"Luka..." Marinette menatap Luka disebelahnya.
Luka telah melepaskan ciuman mereka beberapa menit yang lalu. Keduanya terdiam sampai Marinette membuka suara.
Luka menghela nafas berat sambil menangkupkan kedua tangannya di wajah. Ia mendongak. "Maafkan aku, Marinette. Aku... aku hanya tidak tahan lagi. Kau terlihat mempunyai beban pikiran yang berat dan aku hanya tidak ingin kau terlalu mempermasalahkan soal Adrien..."
Marinette tersentak.
'Luka... apa dia cemburu?' Marinette berkata dalam hati.
"Luka, aku..."
"Maaf, Marinette. Aku hanya... entahlah. Kenapa aku bisa cemburu dengan Adrien, sementara dia tidak berasal dari sini dan dia juga tidak dekat denganmu... kau bahkan baru bertemu dengannya sejak kemarin. Ada apa denganku?" Luka mengacak-acak rambutnya frustasi.

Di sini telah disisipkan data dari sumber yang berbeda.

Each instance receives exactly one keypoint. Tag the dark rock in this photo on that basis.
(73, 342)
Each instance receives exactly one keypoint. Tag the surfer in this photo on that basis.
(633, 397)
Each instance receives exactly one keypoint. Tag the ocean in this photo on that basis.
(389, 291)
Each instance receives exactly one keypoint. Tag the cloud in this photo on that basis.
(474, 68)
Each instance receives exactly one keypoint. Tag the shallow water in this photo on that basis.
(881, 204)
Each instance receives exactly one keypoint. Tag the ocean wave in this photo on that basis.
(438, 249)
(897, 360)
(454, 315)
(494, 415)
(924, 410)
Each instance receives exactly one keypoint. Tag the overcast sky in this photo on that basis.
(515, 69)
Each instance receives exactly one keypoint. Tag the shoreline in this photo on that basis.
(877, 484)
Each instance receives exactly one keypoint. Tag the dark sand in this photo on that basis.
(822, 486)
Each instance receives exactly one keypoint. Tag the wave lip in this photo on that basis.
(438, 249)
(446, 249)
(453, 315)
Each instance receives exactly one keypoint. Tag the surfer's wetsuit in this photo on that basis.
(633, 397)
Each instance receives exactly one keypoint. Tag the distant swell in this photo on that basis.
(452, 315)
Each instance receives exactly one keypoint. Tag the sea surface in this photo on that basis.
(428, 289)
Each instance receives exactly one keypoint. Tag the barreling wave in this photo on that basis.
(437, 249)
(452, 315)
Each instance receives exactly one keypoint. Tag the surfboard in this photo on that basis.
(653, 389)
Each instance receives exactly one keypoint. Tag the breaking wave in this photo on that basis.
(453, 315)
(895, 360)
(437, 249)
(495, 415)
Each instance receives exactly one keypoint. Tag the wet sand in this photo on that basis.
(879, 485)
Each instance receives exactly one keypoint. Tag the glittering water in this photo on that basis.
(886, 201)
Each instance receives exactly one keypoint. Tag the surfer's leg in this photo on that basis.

Marinette tersenyum. "Thank you very much, Luka..." Marinette memeluk bahu Luka. "You're the best boyfriend ever."
"Kau... tidak marah?" Luka menatap Marinette heran.
"Hm. Kenapa harus marah? Aku justru senang karena kau mengkhawatirkanku sebegitu beratnya."
Luka tersenyum. "Tapi aku sudah melanggar perjanjian kita."
"Memang." Marinette melepaskan pelukan. "Dan tadinya, aku berniat menghukummu karena itu." Marinette menyeringai.
"Eh..." Luka menatap Marinette serba salah.
Marinette tergelak melihat wajah Luka. "Tapi setelah kau mengatakan alasannya..." Marinette menunduk. "Kurasa aku mengganti pikiranku."
Kali ini Luka yang memeluk Marinette. "You're the best girlfriend ever too, Marinette."
Marinette balas memeluk. "I know."
"Ehem."
Sebuah suara mengejutkan Luka dan Marinette. Mereka reflek melepaskan pelukan.
"Maaf mengganggu, tapi teman-teman sudah mau pulang." Juleka berdiri di belakang sana.
"Oh, ehm. Ok." Marinette berdiri. "Ayo, Luka."
Marinette berjalan terlebih dulu. Meninggalkan Luka dan Juleka di dek rumah kapal.
"Sudah berapa lama kau berada di situ?" Tanya Luka.
"Lumayan lama, mungkin." Juleka tersenyum jail. "Aku bahkan melihat adegan ciuman itu." Juleka mengedipkan sebelah matanya pada kakaknya itu.
Wajah Luka memerah.
"Apa? Kau benar-benar menciumnya? Padahal aku hanya bercanda." Juleka memasang wajah terkejut.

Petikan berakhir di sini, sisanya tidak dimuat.